The original question was:
The olive leaf in the dove’s mouth? Where did it come from if the world had been totally flooded for one year in Noah’s day? Surely all plant life would have died?
Answer by John Mackay
Let’s start with Noah entering the ark. The record in Genesis 1-6, indicates that prior to Noah’s flood the earth had no extreme seasons, so olive trees had a “good life” and people lived a very long time. Genesis 7 states it started to rain in Noah’s 600th year on the 17th day of the second month (Genesis 7:11), and Noah disembarked from the ark one year and ten days later (Genesis 8:14) on the 27th day of the second month of his 601st year. At that point any food, seeds and cuttings that Noah had stored on the ark that had not been consumed as food would have been available for use after the flood when the Bible reports Noah planted a vineyard full of grapes.
However, the record of the dove bringing the olive leaf happened several months before this and prior to anyone departing the ark (Genesis 8:11), so obviously it came from an olive plant that somehow survived the flood. But how could that happen?
Understanding the chronology of the flood really helps in this. Most people are aware of the 40 days of rain recorded in Genesis 7:22, by the end of which “all in whose nostrils was the breath of life had died”. Genesis 7:24 then tells us that the waters continued to rise for 110 more days until by 150 days the earth was covered. At the end of that time the waters ceased rising. Genesis 8:4 then informs us the Ark rested on the mountains of Ararat during the 7th month on the 17th day of that month. From then on the water level decreased continually until the first day of the 10th month, when the tops of the mountains could be seen. 40 days later Noah let go a raven and a dove. (Genesis 8:6) After the return of the dove, Noah waited another 7 days then released a second dove which brought back the olive leaf (Genesis 8:10-11). Seven days later, the dove was sent out again but did not come back.
The increasing good weather by the first day of the first month of Noah’s 601st year meant Noah could take the covering off the ark and see ground. Then soon after this, on the 22nd day of the second month, the earth was dry enough for God to tell Noah it was time to disembark along with the animals. (Genesis 8:13-19)
So where did the olive leaf come from?
Between the time the ark grounded on a mountain side on the 17th day of the 7the month, until the tops of the mountains were seen on the 10the day of the 10th month and until the dove was released the second time and bought back the olive leaf was approximately three months. It was only after that, God told Noah he could leave the ark because the ground was dry enough. But from a botanical perspective it also means, that any grass, seeds or plant fragments that had survived the months of flooding, have now had several months to germinate or sprout on a warm moist earth, thus producing a lush, albeit short in height, coverage of planet earth, making for plenty of food to eat for the animals, without having time to produce thick jungles to impede rapid migration around the planet
In today’s world we know that many plant plants, seeds and cuttings can survive inundation. Coconuts are a classic surviving years of ocean flow. Charles Darwin also did some experiments with seeds immersed in water to test his theory about plants being distributed by ocean currents. (See Origin of Species, Chapter XII, “Geographical Distribution”) Others have conducted similar experiments since Darwin’s time. In Australia there a many large man-made dams can be full for 20 or 30 yrs then dry out during massive drought. Soon after we see grass and weeds commencing to grow from seeds we have now proven have been buried in the mud for up to decades.

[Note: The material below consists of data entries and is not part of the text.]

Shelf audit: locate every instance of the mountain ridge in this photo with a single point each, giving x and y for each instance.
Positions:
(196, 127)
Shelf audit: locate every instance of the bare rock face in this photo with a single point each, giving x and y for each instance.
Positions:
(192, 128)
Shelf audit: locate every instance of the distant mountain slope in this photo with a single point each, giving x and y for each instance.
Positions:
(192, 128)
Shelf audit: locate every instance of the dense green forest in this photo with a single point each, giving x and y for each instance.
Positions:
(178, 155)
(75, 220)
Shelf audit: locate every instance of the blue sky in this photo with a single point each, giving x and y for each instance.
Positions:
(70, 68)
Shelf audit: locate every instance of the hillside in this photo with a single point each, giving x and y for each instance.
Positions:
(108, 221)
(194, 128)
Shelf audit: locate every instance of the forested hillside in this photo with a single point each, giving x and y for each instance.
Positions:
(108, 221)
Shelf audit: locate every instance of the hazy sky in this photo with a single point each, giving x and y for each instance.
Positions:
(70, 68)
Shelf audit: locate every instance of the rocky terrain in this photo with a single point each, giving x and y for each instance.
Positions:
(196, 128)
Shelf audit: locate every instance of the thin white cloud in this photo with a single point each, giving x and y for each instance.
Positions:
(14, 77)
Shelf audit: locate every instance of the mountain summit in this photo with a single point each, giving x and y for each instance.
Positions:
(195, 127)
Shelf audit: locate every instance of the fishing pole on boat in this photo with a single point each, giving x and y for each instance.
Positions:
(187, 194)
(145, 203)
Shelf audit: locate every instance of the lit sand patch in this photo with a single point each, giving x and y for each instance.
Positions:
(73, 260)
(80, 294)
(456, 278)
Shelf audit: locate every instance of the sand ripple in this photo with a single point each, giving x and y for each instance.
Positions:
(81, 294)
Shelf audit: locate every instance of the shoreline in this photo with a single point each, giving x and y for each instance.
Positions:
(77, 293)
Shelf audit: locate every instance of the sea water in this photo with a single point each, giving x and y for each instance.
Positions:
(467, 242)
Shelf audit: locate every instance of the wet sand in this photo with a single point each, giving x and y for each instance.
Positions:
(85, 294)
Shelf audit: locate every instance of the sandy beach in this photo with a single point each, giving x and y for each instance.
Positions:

But how would olives survive?
As a gardener who has grown olive trees, it is easy to discover they grow well from seeds and moderately well from cuttings. In the flood, even whole olive trees and other vegetation would have been ripped up and floated in mats of debris, which would have been deposited eight months later back on the ground as the waters receded. If they also had a root ball attached that survived the inundation, then setting down onto a wet ground at a moderate altitude, such “cuttings” would have had no difficulty sprouting new leaves for the dove to find and carry back. So any criticism of the flood account based on the survivability of olives is bust!
Hopefully by now you have also realised that chapter 6-9 of Genesis, are the most detailed recorded year in the entire Bible, which is evidence it was never intended to be a “Once upon a time” tale. It’s written as a blow by blow diary. A reminder Gods Word is true from the beginning.